Ecco ciò a cui dovrebbero pensare diligentemente coloro che, mentre dicono di credere a Cristo, credono tuttavia che una religione comune, o quella nella quale si nasce, basti a procurare la felicità.

Credano, non a me (…) ma a Cristo stesso, che ha detto: Io sono la via, la Io sono la porta, chi non entra attraverso di me è un ladro"(Heptaplus, exp.6, c.7, 324).

Quello che abbiamo accennato di Pico si potrebbe dire, nella sostanza, di un Marsilio Ficino, o di un Erasmo da Rotterdam, Tommaso Moro, tutti autori che la storiografia corrente nelle scuole tende a dipingere, interessatamente, come precursori di una certa modernità, anticristiana, dimenticando che non esiste una sola modernità, come non esiste un solo umanesimo.

[1] Al massimo ci si sofferma sulla questione della continuità/discontinuità tra medioevo e umanesimo/rinascimento (ricordando Burckhardt e Burdach), ma difficilmente si evidenzia con onestà la posta in gioco reale di tale dibattito e i suoi sviluppi successivi.

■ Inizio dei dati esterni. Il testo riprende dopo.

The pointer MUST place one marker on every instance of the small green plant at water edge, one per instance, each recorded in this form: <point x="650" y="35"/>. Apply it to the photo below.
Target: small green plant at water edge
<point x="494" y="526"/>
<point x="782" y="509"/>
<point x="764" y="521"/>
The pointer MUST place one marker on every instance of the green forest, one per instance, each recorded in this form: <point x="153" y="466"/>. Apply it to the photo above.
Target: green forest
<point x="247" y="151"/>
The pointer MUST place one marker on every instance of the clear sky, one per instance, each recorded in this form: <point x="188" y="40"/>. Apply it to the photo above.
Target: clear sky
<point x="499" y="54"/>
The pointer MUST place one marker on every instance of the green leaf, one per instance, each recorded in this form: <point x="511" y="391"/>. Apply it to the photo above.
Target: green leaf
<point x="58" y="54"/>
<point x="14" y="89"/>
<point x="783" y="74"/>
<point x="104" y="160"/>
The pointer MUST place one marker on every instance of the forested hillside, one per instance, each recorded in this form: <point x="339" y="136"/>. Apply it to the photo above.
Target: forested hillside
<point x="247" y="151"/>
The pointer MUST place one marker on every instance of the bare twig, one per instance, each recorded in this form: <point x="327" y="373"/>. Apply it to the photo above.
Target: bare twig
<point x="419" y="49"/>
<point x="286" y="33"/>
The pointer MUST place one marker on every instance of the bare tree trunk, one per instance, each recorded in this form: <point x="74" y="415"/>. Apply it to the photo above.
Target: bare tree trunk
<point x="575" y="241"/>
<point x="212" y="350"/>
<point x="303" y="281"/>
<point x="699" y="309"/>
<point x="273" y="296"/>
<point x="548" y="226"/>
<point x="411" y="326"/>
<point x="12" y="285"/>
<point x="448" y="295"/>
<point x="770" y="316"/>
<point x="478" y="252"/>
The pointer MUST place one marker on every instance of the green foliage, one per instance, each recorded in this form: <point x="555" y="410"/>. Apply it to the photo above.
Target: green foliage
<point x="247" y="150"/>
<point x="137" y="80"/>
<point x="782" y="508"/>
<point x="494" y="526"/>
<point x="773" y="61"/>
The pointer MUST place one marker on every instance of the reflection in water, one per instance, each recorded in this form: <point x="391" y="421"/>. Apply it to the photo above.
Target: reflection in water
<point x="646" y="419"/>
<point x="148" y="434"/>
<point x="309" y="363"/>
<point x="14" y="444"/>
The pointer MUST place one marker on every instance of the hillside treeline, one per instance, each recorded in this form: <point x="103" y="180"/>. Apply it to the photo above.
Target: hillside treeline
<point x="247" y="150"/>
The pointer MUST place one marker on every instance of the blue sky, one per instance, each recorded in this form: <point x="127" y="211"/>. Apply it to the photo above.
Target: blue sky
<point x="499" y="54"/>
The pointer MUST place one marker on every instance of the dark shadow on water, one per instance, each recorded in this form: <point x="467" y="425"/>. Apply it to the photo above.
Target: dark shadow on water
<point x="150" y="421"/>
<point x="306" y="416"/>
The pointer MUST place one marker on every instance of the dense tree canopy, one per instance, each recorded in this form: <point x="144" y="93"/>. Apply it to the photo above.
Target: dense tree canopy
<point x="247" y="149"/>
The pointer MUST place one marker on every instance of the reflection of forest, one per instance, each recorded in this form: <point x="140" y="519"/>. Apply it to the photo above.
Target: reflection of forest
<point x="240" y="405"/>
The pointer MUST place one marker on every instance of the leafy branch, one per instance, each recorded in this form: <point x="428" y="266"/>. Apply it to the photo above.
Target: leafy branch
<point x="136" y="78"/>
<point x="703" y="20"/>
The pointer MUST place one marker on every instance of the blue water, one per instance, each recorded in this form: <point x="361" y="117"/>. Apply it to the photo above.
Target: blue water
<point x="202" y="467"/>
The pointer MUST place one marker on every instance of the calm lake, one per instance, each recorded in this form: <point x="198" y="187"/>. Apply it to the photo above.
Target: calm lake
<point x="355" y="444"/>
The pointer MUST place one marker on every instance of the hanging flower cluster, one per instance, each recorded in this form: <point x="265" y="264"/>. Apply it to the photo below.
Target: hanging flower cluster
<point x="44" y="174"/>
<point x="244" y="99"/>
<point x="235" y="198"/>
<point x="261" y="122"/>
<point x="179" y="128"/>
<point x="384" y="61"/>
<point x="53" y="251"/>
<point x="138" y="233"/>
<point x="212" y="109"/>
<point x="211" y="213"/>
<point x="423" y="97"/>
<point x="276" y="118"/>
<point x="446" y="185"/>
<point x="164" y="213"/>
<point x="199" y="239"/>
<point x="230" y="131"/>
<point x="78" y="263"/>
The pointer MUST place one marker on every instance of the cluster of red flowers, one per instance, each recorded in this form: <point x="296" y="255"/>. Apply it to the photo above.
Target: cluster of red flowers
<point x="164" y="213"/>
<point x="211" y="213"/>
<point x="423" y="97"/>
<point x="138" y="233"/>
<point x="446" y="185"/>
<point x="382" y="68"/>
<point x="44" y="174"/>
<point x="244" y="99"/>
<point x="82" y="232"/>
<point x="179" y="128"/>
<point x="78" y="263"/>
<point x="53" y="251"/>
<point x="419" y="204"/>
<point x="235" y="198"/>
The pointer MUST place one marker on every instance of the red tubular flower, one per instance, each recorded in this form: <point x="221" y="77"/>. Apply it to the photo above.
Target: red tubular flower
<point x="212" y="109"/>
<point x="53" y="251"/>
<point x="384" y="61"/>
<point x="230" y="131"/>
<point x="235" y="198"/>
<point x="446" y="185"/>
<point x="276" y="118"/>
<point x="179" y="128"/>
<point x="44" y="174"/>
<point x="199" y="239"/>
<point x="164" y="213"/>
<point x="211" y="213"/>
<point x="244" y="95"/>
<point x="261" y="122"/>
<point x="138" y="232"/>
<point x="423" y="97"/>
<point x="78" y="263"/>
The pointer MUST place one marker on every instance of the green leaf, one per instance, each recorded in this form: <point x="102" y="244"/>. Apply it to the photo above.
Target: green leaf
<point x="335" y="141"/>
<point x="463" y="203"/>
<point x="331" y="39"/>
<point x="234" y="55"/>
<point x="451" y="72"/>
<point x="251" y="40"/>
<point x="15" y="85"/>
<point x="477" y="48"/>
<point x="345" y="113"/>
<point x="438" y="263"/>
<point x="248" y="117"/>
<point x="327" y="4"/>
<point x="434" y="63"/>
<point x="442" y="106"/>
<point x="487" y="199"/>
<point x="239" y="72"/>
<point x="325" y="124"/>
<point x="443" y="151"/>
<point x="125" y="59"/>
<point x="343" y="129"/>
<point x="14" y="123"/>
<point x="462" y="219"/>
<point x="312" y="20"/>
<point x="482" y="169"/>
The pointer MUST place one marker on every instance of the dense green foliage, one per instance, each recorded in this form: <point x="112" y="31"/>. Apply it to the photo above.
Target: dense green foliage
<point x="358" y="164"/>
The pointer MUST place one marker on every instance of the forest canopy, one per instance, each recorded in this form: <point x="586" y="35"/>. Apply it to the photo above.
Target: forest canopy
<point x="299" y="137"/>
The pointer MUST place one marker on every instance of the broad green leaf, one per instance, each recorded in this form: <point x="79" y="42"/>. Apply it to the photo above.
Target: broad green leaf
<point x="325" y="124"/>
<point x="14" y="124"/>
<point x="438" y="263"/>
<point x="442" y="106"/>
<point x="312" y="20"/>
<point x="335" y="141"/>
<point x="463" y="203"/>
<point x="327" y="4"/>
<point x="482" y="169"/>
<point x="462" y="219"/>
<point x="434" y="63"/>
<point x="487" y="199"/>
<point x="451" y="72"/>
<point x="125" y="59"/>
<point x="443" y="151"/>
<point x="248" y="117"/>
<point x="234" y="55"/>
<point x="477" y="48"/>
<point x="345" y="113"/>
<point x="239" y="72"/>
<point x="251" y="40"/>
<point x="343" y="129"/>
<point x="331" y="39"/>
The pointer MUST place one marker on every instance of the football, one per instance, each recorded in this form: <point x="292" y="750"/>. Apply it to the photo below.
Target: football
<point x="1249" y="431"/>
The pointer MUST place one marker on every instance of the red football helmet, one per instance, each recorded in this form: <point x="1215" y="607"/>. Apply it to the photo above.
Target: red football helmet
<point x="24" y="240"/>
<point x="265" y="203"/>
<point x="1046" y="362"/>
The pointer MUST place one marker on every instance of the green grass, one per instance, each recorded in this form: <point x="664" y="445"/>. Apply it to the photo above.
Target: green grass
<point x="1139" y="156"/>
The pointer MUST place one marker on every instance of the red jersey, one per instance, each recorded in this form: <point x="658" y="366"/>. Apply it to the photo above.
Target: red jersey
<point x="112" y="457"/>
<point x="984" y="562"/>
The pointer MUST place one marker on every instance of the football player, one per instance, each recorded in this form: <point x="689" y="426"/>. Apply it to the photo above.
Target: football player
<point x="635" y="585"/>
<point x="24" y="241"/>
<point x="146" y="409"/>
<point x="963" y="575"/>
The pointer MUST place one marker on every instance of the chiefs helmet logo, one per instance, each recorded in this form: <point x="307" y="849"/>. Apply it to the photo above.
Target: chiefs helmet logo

[2] Bisogna anche dire che il tono di ottimistico entusiasmo per la libertà, va ricondotto anzitutto all'irruenza giovanile (scrisse l'Oratio a ventitré anni), e va comunque compreso in senso non pelagiano; si riferisce infatti ad Adamo prima del peccato originale, alla natura umana cioè nel suo stato di integrità antecedente il peccato originale.